Als Susan Anderson zum ersten Mal mit OpenAIs ChatGPT interagiert, löst der Chatbot eine Mischung aus Skepsis und Neugierde in ihr aus. Anderson ist Abteilungsleiterin bei Mitratech, einem Anbieter von Compliance-Technologie für Rechts-, Risiko- und HR-Teams. Wie viele andere stellt sie sich die Frage: Könnte KI die Beschäftigten im Personalwesen entlasten – oder ihre Jobs irgendwann ganz übernehmen?
Mit ihrem Team beginnt Anderson, die Möglichkeiten von ChatGPT im HR-Bereich auszuloten. „Ich wollte herausfinden, ob KI die komplexen und oft sensiblen Themen des Personalwesens, von der Einhaltung gesetzlicher Vorschriften bis hin zu Mitarbeiterbeziehungen, bewältigen kann.“ Am Ende fällt ihr Fazit gemischt aus.
KI im HR-Test – Phase 1: Trifft ChatGPT regelkonforme Entscheidungen?

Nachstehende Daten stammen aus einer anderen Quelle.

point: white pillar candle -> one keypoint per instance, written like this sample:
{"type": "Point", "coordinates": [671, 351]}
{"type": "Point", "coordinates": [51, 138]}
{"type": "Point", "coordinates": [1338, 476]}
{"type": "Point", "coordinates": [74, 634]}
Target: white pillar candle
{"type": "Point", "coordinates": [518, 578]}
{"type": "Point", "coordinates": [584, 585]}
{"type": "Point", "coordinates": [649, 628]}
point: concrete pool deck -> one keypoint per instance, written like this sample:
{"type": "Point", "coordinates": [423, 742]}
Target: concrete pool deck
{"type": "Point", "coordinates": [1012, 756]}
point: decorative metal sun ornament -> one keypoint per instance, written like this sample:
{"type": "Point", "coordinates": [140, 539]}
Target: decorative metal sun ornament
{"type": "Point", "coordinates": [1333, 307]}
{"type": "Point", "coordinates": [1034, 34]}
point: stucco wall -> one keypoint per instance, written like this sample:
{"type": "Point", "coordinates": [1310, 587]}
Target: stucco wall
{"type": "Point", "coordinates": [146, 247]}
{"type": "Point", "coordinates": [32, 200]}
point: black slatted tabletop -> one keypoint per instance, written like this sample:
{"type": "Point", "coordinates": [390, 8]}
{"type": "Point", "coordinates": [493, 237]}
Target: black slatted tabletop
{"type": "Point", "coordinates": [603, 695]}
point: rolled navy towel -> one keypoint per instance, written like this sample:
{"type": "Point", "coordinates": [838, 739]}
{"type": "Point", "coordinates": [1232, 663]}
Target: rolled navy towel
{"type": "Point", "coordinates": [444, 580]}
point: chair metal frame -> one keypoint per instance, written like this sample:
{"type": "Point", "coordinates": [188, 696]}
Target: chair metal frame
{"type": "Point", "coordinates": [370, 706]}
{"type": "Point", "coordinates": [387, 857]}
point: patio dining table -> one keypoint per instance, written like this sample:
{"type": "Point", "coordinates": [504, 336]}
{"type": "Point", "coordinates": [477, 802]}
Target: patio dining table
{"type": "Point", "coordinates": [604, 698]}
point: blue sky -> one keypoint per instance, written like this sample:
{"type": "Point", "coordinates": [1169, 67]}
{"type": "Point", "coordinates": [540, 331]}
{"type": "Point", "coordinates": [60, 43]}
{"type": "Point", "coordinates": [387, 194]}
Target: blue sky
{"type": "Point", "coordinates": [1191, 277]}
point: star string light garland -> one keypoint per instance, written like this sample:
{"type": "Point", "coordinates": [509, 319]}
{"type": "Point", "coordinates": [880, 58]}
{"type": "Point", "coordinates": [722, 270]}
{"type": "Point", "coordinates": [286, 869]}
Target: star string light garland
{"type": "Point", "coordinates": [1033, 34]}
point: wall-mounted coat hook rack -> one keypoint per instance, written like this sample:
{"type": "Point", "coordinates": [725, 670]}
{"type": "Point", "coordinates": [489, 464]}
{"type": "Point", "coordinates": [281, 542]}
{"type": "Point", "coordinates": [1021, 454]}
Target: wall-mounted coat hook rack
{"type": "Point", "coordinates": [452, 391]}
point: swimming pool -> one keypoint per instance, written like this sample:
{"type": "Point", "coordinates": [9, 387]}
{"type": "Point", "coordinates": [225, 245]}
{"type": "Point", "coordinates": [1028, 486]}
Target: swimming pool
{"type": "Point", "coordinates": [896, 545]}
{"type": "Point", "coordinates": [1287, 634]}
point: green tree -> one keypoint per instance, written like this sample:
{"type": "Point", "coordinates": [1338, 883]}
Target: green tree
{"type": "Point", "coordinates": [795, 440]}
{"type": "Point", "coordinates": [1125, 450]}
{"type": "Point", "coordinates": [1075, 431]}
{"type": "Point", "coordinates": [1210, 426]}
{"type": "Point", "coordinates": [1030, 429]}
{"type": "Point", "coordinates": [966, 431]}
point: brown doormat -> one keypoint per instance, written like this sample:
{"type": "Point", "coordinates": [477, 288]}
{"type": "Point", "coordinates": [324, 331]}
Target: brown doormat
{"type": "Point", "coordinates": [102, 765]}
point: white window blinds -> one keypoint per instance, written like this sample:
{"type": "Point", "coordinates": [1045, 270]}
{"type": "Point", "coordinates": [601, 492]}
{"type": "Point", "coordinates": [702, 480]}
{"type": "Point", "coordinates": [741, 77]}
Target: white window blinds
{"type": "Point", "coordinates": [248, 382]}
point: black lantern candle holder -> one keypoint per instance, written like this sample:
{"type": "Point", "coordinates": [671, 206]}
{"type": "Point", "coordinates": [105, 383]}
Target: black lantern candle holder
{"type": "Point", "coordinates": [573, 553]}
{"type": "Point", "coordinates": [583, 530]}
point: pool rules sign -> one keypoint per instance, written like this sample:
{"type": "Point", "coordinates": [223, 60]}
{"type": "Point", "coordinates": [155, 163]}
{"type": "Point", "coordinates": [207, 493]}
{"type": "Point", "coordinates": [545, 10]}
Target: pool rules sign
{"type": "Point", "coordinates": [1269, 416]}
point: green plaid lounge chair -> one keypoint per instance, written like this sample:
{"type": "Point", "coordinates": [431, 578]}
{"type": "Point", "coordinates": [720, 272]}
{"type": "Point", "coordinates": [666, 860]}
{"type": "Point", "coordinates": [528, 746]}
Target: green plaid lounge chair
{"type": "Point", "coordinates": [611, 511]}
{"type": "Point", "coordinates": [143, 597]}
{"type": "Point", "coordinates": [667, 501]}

In einem sechswöchigen Experiment testen Anderson und ihr Team, ob die ChatGPT-Versionen 3.0, 3.5 und 4.0 in vier gesetzlich klar geregelten Bereichen passende Entscheidungen treffen würden. „Wir haben Testszenarien entworfen, die von Gehaltstransparenz bis hin zu komplexen Kündigungs- und Urlaubsrichtlinien für Mitarbeiter reichen“, schreibt die HR-Expertin in einem Erfahrungsbericht bei Fast Company.
Alle Lösungsvorschläge, die ChatGPT zu den jeweiligen Szenarien ausspuckt, werden vom Team auf „Genauigkeit, Relevanz, Konsistenz, Kürze, Verzerrung und Anwendbarkeit“ untersucht. Dabei zeigt sich: Gerade bei den Ergebnissen von GPT3, dem ältesten Modell im Test, fehlen wichtige Details und Nuancen. Die neueren GPT-Modelle sind da schon deutlich besser. „Vor allem GPT-4 zeigte einen deutlichen Leistungssprung. Es bearbeitete alle zehn Fragen in unseren Bewertungskategorien mit einer deutlichen Zunahme an Genauigkeit und Relevanz“, schreibt Anderson in ihrem Bericht.
KI im HR-Test –Phase 2: Costum ChatGPT als Unterstützung
Einen vollwertiger Ersatz für die menschliche Beurteilung von Fällen liefert ChatGPT noch nicht. Weil Anderson und ihr Team in ihrem ersten Testlauf aber Potenzial erkennen, entwickeln sie im zweiten Schritt einen spezialisierten Costum GPT, der die Mitratech-Berater:innen beim Bearbeiten von Anfragen unterstützen soll.
Der angepasste Chatbot wird zunächst drei Wochen im Betrieb getestet. Die Beschäftigten bewerten die einzelnen Antworten der KI und geben zusätzlich wöchentliches Feedback. „Die Ergebnisse dieser Phase fielen überraschend positiv aus. Während die Effizienz leicht abnahm, verbesserte sich die Qualität der Antworten aus unserem benutzerdefinierten ChatGPT während des Testzeitraums erheblich. Noch wichtiger ist, dass die Mitarbeiter mit der KI-Integration sehr zufrieden waren, und das Kundenfeedback zu den während des POC bearbeiteten Fällen war überwältigend positiv“, resümiert Anderson.
Ihr Gesamtfazit fällt positiv aus, ihre Skepsis gegenüber KI-Tools sei um Laufe des Experiments deutlich weniger geworden. „Als ChatGPT auf den Plan trat, waren viele meiner Teammitglieder (mich eingeschlossen!) besorgt, dass es uns arbeitslos machen würde. Aber wir haben durch diesen Prozess gelernt, dass KI ein mächtiges Werkzeug sein kann, um unsere Arbeit zu verbessern.“ Ganz ohne Mensch geht es aus Sicht der HR-Expertin aber nicht: „Die Zukunft des Personalwesens besteht nicht darin, zwischen KI und Menschen zu wählen, sondern beide zu integrieren, um die besten Ergebnisse für unsere Organisationen und Teams zu erzielen“.